You’re choosing healthy foods, you’re exercising, you’ve cut out your late-night cookie habit, but the number on the scale isn’t budging. Sound familiar? This diet head-scratcher happens to the best of us.
This one is tough to swallow, but I have to say it: Even healthy food contains calories. Choosing nutritious foods is smart, but just because they’re good for you doesn’t mean you can eat unlimited amounts and continue losing weight. A dinner of salad, salmon, and whole-grain pasta is certainly healthy, but don’t discount the numbers. A 6-oz. salmon fillet with two cups of whole-grain pasta clocks in at about 700 calories; a salad of lettuce and tomatoes with a tablespoon each olive oil and vinegar brings the total to well over 800 calories. Weight loss is primarily a numbers game: calories in versus calories out. So choose nutritious foods, but count those calories and be mindful of “food fakers” with a health halo.
Pat yourself on the back for fitting in a lunchtime run, but don’t consider it a free eating pass. It’s easy to miscalculate how many calories you’re actually burning. Your gym may promise that you’ll burn 500 calories with an hour of spinning but every person is different. You might burn just 300 calories.
For the most accurate info, wear an activity monitor that tracks calorie burn. And remember, if you reward yourself with a treat equal in calories to the calories you burned, it’s as if you never burned any calories at all.
A single tablespoon of ketchup on your eggs or burger adds around 20 calories (and most likely you’re using more than one tablespoon. An ounce of half & half (the kind you splash in your coffee) has about 40 calories and 3.5 grams of fat. A tablespoon of mayo adds 90 calories and 10 grams of fat to your sandwich. Even if you’re being super careful about your choices, it’s easy to forget about the little extras.
These items aren’t off-limits, but they definitely “count,” and the numbers add up. So keep track of everything you eat and sip. Ignorance is not bliss! Now that you know to count ’em, check out these 15 condiments with 15 calories or less.
I love a good restaurant meal as much as anyone, but here’s the problem: You never know exactly what’s in your dish. Even if the restaurant provides nutritional info, those are just estimates based on precise recipes passed down by the folks in charge. Do you really think every member of the kitchen crew is weighing and measuring each ingredient?
Now, there’s nothing wrong with dining out, especially if you ask questions andmake smart choices. But if you find that the number on the scale won’t budge, you might want to consider cutting back.
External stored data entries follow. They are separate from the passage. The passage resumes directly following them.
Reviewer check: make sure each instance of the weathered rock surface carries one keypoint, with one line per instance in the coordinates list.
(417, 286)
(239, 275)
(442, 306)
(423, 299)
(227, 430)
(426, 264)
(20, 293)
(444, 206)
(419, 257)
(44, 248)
Do you regularly munch on some amazing snack you discovered? You know, the one with stats that are almost too good to be true? Whether it’s an 80-calorie fudge brownie or a monstrous bag of chips claiming only 150 calories, it’s possible your snack stats aren’t exactly right. Labels aren’t always accurate, especially when products come from our small mom-and-pop shop pals. If something seems too good to be true, it probably is.
You’ve definitely heard this before, but it bears repeating: Watch your portion sizes! Sure, that cereal box says 110 calories, but check the portion size and then check how much you’re routinely pouring in your bowl. Another portion trap? Packaged snacks that look like single servings but are actually 2 to 3 servings. Read labels carefully to make sure you’re not reading them wrong.
Don’t consume unlimited amounts of “zero calorie” foods. As long as a product has less than 5 calories per serving, companies are allowed to round down to 0 calories per serving and often the official serving sizes are unrealistically small. Watch out for salad dressings, sweetener packets, and cooking sprays especially.
Pop quiz: What has more calories: a 12-oz. glass of orange juice or a dozen almonds and a medium orange? That innocent little glass of OJ has around 165 calories, while the nuts-and-fruit combo clocks in at around 140. And the food is probably a whole lot more satisfying. The moral of this little story is to be careful what you drink. Personally, I’d rather chew my calories!